Methods: This bench trial was conducted to compare the ability of the device to correctly identify three properties of urine: Urine Specific Gravity (USG), Haematuria and Infection. 120 patient samples were taken and graded from 0-5 by conventional means of urine analysis. USG was ascertained via dipstick analysis and graded 0-5 with 0 being USG less than 1.005 and 5 being greater than 1.025. Haematuria was measured by a combination of dipstick and visual analogue score, with 0 being dipstick negative and 5 being frank haematuria with clots. Infection was also measured in a similar manner with 0 being dipstick negative and 5 being cloudy, turgid urine. These samples were then fed through a standard foley catheter at a rate of approximately 1ml/min where they were electronically analysed by the device and recorded. The results were then graphed and compared to the initial 'bedside' analysis. Comparative statistical analysis was performed via the Chi-Squared Test.
Results: Statistical analysis showed that the device was able to identify gross changes in urine for each of the three variables, p < 0.05 for all three. It was more consistent at identifying gradual changes in USG and haematuria than in infection. It was limited however in identifying multivariant characteristics (ie gross haematuria with infection) but we are confident that further analysis of a greater array of samples in addition to more advanced analytical techniques will improve this.

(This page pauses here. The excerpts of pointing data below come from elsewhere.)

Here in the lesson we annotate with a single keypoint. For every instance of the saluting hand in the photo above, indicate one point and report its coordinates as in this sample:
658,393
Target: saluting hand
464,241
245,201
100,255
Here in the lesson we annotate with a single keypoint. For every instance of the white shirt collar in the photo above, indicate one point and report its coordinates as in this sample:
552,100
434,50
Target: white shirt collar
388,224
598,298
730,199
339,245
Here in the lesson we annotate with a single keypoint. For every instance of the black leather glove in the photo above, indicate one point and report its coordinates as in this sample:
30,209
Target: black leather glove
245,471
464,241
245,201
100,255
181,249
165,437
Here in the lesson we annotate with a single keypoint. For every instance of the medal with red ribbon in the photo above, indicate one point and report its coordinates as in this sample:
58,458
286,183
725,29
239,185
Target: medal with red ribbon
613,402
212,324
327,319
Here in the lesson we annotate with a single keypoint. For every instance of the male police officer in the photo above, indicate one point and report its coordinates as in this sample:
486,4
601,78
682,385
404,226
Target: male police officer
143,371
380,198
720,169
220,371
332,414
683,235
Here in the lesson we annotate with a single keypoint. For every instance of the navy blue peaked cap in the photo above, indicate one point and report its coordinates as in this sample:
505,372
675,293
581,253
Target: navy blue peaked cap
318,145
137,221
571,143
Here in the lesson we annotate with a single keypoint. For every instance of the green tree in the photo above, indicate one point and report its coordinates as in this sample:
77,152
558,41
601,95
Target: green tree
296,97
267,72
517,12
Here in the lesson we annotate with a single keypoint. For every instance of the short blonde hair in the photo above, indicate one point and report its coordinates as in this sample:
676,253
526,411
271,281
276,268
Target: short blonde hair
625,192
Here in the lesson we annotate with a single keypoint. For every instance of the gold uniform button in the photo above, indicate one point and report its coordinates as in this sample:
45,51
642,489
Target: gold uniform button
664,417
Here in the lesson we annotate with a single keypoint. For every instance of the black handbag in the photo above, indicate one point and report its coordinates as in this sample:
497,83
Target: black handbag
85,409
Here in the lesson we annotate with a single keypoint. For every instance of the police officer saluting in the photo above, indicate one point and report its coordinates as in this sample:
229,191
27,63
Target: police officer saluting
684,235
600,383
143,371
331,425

Conclusions: This trial concludes that the device can identify catheter related complications with a similar accuracy to conventional 'bedside' methods. It's intended use is to monitor elderly catheterised patients and alert their doctors and carers to potential problems and we believe that this trial shows it has the potential to be of benefit. A multi-center trial is currently recruiting in order to show the clinical predictive value of continuous urine monitoring.
Source of Funding: The device was self funded by the authors.